CHRISTIAN (all branches)
- Too numerous to list in this space. Refer to the GCDN source given above.
|Nice crisp diagram from Wikipedia.|
- League City Islamic Center, located north of FM 518.
- Clear Lake Islamic Center on El Camino Real. An interesting local news story of religious tolerance here.
- Asia Center in off Highway 3 in Webster (added 20130830 via email comment).
- Masjid Abu Bakr Siddiq on Highway 3 in the Ellington Field area (full list of greater Houston ISGH facilities here; added 20130830 via email comment)
- There's also Galveston Islamic Center.
- The closest major venue at this time is likely Meenakshi Temple in nearby Pearland.
- Sugar Land, with its 35% Asian population, currently hosts the majority of greater Houston's Hindu facilities.
- Empty Field Zendo draws from all over Clear Lake / Galveston County and currently meets in League City. This is primarily a western convert group.

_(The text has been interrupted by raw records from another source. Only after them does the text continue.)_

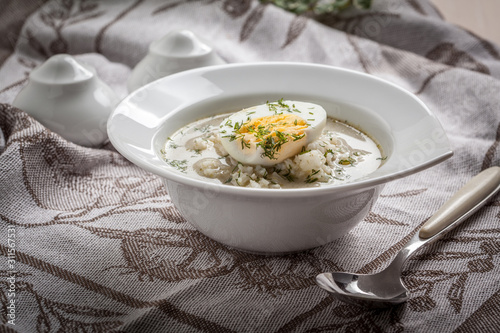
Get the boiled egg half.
[219,99,327,166]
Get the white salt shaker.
[127,30,226,92]
[12,54,119,147]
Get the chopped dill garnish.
[299,146,311,155]
[194,125,210,133]
[339,157,356,165]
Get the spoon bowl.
[316,166,500,307]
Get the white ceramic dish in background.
[12,54,119,147]
[127,30,225,91]
[108,63,452,253]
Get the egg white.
[219,100,327,166]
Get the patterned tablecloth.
[0,0,500,332]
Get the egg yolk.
[238,114,309,159]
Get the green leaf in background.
[260,0,372,15]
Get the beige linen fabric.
[0,0,500,332]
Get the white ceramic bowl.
[108,63,452,253]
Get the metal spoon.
[316,166,500,307]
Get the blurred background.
[431,0,500,45]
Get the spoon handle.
[391,166,500,267]
[419,166,500,239]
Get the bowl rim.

- Until a few months ago, the Diamond Way congregation was meeting at a location on Dakota Avenue in League City, but they outgrew their facilities and had to move to a larger commercial location on NASA Road 1. This is also largely a western convert group.
- The closest and most prominent ethnic (Vietnamese) facility is the spectacular Chua Linh Son which is alternately described as being in Santa Fe or Dickinson. Interesting factoid: The number of Vietnamese in Houston has been increasing at break-neck speed, particularly with recent migration from California. About 50% of the Vietnamese community self-identifies as Buddhist.

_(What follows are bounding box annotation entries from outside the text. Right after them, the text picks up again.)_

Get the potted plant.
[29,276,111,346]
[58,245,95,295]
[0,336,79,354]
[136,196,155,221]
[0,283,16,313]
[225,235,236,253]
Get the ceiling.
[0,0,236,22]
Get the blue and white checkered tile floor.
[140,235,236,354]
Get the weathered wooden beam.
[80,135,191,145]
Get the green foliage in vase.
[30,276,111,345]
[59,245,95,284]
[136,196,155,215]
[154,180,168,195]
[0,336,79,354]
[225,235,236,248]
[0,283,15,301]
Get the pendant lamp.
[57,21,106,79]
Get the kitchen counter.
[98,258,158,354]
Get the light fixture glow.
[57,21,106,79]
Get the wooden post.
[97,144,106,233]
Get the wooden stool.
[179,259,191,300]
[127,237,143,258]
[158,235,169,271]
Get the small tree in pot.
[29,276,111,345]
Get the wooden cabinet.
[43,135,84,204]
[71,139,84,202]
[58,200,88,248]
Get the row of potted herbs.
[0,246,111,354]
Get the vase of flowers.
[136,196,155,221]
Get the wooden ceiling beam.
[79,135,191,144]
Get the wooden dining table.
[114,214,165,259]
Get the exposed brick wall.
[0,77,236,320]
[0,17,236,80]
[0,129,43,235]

- Dharma Spring Temple is located in Pearland just over its municipal border with Friendswood, and draws congregants from League City. The Abbot of this temple frequents the Clear Lake area, sometimes leading meditation groups at local venues, including UH Clear Lake. This is a rare blended western convert and ethnic temple.
|Linh Son is a large compound on FM 646 a bit south of its intersection with FM 517. Dharma Spring is also situated on a large tract of land and is poised for intensification of its development. |
Screengrabbed from Googlemaps.
- Temple Beth Tikvah is located in Clear Lake and I believe it is the closest Reform institution.
- Congregation Shaar Hashalom on El Camino Real is the nearest Conservative synagogue.
- Congregation Kol Am is reported in Seabrook but doesn't seem to have a webpage at this point.
- There's also Congregation Beth Jacob down the road in Galveston.
- The Bay Area Unitarian Universalist Church is a vibrant congregation encompassing approximately four hundred pledged members plus their families as well as semi-pledged friends of the church. A significant percentage of the congregation resides in League City. Clear Lake is a southern stronghold of sorts for UU-ism, owing to its preponderance of intellectual residents whose formal educations are in the natural sciences (drawn by associations with Johnson Space Center, UTMB, UHCLC, and other local institutions).
- There is also the Galveston UU Fellowship which I have heard is attended by some north-county-ers, particularly former islanders who chose to move inland following Hurricane Ike but who maintain ties to the island.
- Houston Atheists claims to be the world's largest atheist group. They appear to be currently using Facebook and the Meetup platform to self-organize. Local atheists are generally becoming more prominent in our mainstream society.
- There exists a wide variety of analogous other focus groups including Humanists of Houston, Houston Coalition of Reason, agnostic Meetup groups, etc.
- Unitarian Universalist congregations include atheist and agnostic members (explanation here).